Avant-guerre, Menton comptait parmi les premières stations de la côte. Mais sa capacité d'accueil a considérablement diminué. Depuis 1985, sous l'effet de la pression foncière, une vingtaine d'hôtels ont été transformés en appartements. Soit une perte d'environ 650 chambres en 20 ans.
On peut ajouter à cela l'énigmatique fermeture de l'hôtel Ambassadeurs. Les portes sont closes depuis décembre et sa propriétaire ne semble pressée ni de vendre, ni de rouvrir... Une situation qui pénalise malgré tout la vie économique locale car, durant le Grand prix, l'hôtel faisait le plein... Ce sont donc autant de clients en moins pour les commerces mentonnais.
Les promoteurs n'ont pas hésité à transformer les anciens hôtels en appartements souvent luxueux vendus ensuite, majoritairement, en tant que résidences secondaires.

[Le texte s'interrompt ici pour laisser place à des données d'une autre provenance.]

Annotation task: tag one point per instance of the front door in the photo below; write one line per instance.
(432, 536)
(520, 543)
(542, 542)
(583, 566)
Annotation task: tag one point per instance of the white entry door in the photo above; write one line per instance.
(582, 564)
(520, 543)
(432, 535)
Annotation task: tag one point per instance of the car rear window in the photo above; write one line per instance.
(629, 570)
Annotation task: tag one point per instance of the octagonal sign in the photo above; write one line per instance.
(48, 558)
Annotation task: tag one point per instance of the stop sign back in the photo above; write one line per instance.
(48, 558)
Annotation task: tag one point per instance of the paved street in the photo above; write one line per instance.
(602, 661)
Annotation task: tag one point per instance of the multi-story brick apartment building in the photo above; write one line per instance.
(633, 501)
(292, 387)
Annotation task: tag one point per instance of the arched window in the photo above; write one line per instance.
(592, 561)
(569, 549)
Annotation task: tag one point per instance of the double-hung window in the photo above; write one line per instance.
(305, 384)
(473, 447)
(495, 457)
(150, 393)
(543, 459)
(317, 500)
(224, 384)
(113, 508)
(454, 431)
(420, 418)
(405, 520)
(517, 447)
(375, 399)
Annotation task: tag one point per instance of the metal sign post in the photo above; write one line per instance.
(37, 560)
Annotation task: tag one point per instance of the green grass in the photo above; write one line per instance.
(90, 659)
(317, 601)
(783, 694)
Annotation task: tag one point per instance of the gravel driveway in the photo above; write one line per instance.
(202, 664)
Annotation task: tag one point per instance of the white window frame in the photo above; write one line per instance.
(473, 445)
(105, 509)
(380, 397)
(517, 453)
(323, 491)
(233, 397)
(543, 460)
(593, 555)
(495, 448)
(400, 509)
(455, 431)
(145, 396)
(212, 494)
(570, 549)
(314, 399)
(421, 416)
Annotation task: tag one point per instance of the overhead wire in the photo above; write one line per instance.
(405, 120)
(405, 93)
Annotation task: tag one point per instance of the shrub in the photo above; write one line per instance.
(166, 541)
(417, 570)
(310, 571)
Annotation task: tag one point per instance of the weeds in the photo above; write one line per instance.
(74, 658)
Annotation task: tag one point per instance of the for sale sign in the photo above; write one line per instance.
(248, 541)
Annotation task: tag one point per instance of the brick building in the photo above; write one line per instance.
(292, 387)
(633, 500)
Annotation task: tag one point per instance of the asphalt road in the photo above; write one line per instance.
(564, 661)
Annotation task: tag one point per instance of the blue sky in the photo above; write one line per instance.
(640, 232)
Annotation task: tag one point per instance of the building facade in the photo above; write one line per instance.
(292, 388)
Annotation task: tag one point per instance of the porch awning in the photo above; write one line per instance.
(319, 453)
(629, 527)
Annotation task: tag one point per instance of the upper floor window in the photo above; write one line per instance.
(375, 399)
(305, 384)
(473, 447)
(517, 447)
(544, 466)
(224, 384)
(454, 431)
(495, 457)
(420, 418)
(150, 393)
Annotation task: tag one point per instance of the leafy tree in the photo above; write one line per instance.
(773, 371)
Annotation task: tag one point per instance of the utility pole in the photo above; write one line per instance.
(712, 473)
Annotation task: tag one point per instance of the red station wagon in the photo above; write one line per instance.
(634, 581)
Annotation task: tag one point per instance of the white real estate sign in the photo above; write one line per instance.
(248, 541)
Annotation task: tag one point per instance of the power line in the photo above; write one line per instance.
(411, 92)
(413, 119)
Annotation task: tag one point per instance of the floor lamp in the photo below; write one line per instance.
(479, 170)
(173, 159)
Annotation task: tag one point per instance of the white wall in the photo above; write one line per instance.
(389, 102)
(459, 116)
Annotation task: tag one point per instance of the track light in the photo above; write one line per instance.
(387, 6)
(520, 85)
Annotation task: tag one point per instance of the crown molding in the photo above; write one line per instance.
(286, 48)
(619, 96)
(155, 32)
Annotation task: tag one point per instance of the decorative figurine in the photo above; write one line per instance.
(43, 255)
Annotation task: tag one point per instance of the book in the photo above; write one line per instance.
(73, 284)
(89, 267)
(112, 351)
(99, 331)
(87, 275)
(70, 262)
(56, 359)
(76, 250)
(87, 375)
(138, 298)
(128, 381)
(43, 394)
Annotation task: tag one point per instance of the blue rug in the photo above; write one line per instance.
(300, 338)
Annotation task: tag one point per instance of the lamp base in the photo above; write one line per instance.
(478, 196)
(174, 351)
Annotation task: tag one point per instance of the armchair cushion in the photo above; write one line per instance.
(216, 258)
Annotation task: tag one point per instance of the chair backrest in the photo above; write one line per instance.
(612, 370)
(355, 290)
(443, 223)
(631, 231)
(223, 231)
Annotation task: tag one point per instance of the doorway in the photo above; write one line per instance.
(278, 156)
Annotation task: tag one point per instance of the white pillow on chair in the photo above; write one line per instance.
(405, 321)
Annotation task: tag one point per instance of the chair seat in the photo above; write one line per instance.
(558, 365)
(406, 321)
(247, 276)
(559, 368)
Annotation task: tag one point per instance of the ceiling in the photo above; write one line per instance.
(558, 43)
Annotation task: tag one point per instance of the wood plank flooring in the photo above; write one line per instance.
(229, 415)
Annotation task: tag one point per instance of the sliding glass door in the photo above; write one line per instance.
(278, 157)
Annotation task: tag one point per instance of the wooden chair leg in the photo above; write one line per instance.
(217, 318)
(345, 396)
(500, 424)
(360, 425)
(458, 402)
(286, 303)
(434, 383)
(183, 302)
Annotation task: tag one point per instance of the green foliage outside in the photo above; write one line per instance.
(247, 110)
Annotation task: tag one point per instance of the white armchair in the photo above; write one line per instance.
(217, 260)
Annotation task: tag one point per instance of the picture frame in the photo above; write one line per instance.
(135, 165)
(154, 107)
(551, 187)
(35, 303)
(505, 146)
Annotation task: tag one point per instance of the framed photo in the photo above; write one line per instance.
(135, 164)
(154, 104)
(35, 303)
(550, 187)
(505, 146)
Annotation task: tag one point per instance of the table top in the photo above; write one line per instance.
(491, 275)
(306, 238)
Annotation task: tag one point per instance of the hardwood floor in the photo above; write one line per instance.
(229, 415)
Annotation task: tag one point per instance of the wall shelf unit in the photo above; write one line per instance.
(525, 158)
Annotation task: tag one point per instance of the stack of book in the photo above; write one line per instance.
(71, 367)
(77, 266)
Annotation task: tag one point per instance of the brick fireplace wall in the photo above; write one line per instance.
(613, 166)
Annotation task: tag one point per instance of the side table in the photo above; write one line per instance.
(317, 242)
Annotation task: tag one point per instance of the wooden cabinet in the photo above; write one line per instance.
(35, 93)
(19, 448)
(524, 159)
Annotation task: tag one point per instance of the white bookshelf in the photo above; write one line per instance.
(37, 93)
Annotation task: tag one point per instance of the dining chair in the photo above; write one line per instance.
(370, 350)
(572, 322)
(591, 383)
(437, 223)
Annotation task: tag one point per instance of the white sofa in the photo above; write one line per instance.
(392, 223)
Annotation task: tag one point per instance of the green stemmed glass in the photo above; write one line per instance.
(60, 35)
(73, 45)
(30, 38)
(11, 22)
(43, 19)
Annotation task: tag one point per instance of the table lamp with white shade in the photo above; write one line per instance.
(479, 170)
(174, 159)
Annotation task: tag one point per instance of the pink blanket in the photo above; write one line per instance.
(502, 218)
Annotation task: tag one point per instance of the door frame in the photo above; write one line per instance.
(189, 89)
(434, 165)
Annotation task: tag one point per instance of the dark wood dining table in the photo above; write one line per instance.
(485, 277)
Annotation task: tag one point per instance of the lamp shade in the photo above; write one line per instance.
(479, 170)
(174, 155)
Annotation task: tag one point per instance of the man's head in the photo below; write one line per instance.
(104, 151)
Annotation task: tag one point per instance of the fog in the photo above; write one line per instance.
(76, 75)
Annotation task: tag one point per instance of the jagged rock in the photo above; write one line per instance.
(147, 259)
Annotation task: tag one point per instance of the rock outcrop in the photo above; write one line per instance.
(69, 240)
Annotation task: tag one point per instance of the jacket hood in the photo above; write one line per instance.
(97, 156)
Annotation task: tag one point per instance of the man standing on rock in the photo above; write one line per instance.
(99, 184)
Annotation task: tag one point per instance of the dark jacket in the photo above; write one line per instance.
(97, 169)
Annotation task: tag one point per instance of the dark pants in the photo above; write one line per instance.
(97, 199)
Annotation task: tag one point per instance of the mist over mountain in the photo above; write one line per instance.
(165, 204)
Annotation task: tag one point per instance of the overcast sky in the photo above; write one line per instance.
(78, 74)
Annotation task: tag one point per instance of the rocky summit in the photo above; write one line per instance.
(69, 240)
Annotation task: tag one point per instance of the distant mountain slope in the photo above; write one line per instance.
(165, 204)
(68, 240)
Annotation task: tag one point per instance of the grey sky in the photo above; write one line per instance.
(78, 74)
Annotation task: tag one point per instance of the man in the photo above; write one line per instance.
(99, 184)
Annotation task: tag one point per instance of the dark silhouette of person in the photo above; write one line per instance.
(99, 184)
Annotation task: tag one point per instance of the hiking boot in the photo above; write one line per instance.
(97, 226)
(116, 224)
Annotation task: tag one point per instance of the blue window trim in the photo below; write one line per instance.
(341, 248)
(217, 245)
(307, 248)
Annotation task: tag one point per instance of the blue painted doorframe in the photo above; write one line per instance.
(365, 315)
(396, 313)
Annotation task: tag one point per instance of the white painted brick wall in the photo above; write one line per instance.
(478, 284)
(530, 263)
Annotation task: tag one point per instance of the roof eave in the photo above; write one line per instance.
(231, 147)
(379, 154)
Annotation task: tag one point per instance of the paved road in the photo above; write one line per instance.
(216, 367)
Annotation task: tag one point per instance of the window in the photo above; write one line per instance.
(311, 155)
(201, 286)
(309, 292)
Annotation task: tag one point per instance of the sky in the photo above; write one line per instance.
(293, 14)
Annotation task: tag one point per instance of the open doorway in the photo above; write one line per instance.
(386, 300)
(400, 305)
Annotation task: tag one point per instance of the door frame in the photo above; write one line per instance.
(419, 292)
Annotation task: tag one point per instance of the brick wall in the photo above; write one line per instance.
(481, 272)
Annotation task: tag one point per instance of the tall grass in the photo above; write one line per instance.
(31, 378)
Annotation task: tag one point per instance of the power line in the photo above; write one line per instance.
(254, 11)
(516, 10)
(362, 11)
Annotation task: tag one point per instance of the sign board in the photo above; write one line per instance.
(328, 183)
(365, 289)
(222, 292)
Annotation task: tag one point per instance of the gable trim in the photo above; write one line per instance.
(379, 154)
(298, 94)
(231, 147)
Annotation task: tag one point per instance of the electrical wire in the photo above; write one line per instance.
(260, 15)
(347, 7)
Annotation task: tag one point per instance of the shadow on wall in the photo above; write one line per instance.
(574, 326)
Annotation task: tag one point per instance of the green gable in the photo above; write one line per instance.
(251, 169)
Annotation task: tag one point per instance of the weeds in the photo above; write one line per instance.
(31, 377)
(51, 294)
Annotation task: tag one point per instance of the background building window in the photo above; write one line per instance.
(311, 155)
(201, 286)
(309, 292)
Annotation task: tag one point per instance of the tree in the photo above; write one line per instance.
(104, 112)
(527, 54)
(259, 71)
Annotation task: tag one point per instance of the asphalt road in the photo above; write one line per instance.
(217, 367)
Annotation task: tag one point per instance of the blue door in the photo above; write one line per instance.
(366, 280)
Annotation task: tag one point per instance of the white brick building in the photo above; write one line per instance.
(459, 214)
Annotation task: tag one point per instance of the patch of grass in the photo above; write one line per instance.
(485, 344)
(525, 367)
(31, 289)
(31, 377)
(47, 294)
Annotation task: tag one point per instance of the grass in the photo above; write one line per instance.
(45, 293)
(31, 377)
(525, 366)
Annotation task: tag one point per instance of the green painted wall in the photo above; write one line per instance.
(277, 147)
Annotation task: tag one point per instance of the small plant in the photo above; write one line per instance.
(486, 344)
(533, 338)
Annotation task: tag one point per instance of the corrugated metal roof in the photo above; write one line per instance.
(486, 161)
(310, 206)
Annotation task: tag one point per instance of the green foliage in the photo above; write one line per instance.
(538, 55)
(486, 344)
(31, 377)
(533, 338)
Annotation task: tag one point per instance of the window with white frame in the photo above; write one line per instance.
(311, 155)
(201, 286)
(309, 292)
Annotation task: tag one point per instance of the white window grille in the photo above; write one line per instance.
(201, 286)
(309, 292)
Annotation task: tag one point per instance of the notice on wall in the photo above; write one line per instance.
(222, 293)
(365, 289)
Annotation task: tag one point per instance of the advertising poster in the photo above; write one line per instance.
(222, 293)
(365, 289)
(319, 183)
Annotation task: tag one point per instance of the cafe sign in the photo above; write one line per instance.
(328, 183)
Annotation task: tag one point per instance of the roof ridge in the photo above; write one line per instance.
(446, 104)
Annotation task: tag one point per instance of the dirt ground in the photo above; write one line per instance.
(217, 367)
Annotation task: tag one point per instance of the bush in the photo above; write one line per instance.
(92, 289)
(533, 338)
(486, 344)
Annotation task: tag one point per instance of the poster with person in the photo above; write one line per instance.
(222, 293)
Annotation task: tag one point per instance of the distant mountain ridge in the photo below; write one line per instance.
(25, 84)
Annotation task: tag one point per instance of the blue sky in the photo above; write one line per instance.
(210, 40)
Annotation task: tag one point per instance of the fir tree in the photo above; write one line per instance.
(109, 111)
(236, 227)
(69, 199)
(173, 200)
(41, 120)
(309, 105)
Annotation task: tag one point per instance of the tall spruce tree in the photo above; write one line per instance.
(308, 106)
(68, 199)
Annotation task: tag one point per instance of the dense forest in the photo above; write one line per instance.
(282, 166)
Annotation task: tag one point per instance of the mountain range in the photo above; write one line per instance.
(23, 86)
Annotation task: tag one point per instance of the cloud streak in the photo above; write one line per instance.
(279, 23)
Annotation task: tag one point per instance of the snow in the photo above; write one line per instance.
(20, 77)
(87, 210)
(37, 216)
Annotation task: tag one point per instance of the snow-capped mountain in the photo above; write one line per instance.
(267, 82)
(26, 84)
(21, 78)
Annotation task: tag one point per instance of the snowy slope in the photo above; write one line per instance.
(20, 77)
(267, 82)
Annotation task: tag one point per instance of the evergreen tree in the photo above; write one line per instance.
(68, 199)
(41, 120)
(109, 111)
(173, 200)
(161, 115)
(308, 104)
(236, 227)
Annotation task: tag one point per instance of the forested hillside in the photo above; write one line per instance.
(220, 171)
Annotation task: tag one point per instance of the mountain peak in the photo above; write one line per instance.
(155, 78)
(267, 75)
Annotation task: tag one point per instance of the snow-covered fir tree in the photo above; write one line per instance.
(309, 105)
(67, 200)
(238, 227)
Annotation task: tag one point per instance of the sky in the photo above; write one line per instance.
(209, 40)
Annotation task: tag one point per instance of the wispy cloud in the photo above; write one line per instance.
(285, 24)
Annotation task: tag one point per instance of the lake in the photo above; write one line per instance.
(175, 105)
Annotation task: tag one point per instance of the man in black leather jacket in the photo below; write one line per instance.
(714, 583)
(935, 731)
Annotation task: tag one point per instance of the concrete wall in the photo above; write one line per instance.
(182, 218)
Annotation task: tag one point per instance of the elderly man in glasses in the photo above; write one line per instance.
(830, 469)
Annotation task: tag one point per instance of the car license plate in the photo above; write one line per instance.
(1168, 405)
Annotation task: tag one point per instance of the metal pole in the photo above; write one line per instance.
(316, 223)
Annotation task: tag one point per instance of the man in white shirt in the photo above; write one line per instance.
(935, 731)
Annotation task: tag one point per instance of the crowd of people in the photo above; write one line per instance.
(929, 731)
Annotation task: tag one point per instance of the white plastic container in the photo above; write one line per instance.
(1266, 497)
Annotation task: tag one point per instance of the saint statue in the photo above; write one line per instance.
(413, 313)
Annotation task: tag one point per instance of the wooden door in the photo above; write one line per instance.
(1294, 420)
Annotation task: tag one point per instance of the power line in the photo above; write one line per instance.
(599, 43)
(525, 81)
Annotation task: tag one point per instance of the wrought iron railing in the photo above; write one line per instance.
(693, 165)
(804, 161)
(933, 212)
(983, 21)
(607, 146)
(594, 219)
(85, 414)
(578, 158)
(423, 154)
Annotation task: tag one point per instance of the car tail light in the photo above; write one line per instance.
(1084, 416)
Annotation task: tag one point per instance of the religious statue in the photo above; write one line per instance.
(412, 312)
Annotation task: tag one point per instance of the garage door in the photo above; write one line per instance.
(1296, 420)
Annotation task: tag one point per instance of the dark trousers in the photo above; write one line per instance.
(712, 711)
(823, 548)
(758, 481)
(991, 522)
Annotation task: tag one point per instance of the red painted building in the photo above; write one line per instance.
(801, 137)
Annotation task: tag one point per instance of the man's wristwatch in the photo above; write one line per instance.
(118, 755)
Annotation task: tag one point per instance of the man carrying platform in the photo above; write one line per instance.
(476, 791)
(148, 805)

On se souvient que, conscient du problème, Jean-Claude Guibal avait tenté de ne plus autoriser la transformation des hôtels en logements. Une délibération jugée à l'époque illégale, mais qui avait pour mérite de tirer la sonnette d'alarme.
Car les études, réalisées lors de la création du pôle touristique de la Riviera mentonnaise, ont mis en évidence que la durée moyenne des séjours est supérieure à celle constatée généralement sur la Côte d'Azur.
Il y a donc urgence. Et un gros dossier en perspective pour le nouveau président du syndicat des hôteliers, Lionel Lopez.